Slack Channel: #political-ads
Project Description: Extracting and parsing data on political advertising from FCC Public Files and related sources.
Project Lead: @pratheekrebala
This project aims to develop a pipeline for fetching, cleaning and parsing the data on political ad spending available from the FCC's Public Files.
Fetching: Designing a pipeline to fetch data from the FCC API, this involves getting older data from the FCC's OPIF API and monitoring new filings using the RSS Feed.
Archiving: Some TV stations delete public files from the FCC system following the minimum retention period (~2yrs). A process for archiving these documents will allow for historical research.
Pre-Processing: All the files available on the Public File system are in PDF format. A significant number of these files are image based PDFs which need to be OCRd before they can be processed.
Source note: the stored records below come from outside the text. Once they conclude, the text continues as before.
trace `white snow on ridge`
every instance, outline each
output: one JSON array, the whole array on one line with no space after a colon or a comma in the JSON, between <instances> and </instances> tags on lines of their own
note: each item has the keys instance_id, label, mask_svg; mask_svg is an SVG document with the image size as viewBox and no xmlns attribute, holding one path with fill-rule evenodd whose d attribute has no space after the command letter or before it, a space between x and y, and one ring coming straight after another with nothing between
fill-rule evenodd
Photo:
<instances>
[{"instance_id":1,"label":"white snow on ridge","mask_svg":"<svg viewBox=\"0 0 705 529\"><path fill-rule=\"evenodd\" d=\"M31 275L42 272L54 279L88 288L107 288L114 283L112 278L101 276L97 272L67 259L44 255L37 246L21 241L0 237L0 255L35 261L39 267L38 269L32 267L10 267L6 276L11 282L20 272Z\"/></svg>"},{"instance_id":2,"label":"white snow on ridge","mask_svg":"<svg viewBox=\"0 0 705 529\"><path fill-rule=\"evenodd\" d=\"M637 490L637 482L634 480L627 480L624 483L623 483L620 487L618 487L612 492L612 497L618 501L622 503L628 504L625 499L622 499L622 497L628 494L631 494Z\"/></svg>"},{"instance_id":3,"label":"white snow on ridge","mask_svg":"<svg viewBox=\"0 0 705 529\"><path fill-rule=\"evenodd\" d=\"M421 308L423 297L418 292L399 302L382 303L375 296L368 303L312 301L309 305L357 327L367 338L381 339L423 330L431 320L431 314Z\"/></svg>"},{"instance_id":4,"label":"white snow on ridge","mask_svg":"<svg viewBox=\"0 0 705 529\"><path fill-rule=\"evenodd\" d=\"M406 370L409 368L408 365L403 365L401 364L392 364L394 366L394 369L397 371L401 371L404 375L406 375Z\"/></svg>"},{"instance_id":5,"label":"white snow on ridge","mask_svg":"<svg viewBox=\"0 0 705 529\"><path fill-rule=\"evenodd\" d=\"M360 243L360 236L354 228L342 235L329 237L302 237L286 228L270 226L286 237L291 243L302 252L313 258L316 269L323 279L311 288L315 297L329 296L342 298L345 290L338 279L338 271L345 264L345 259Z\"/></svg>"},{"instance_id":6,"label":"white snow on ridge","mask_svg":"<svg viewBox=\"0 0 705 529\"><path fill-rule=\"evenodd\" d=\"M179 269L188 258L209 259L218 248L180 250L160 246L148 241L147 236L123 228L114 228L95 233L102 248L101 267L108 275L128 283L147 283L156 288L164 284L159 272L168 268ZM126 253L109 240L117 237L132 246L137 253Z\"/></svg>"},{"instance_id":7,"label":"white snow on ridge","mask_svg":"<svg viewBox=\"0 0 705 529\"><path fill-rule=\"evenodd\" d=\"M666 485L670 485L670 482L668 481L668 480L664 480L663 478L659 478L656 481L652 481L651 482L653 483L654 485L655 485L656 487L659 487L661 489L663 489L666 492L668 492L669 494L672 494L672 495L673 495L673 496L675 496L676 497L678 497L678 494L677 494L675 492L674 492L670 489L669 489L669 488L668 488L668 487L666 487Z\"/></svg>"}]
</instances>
Processing: A processing pipeline to detect and extract relevant metadata from filings (e.g. Flight Dates, Invoice Amount, Number of Spots).
More TK.
The Federal Communications Commission (FCC), per 47 CFR 73.3526 requires that commercial television states keep a political file that documents the details the advertising activity of political candidates on their channel. The public files extensively detail the transactions that political campaigns and ad-buyers have with the TV station including price per spot, detailed schedules and program information. Some stations also choose to provide additional information about the targeted demographic and Cost Per-Engagement (CPE) information.
A few sample PDF files have been provided in the samples
directory.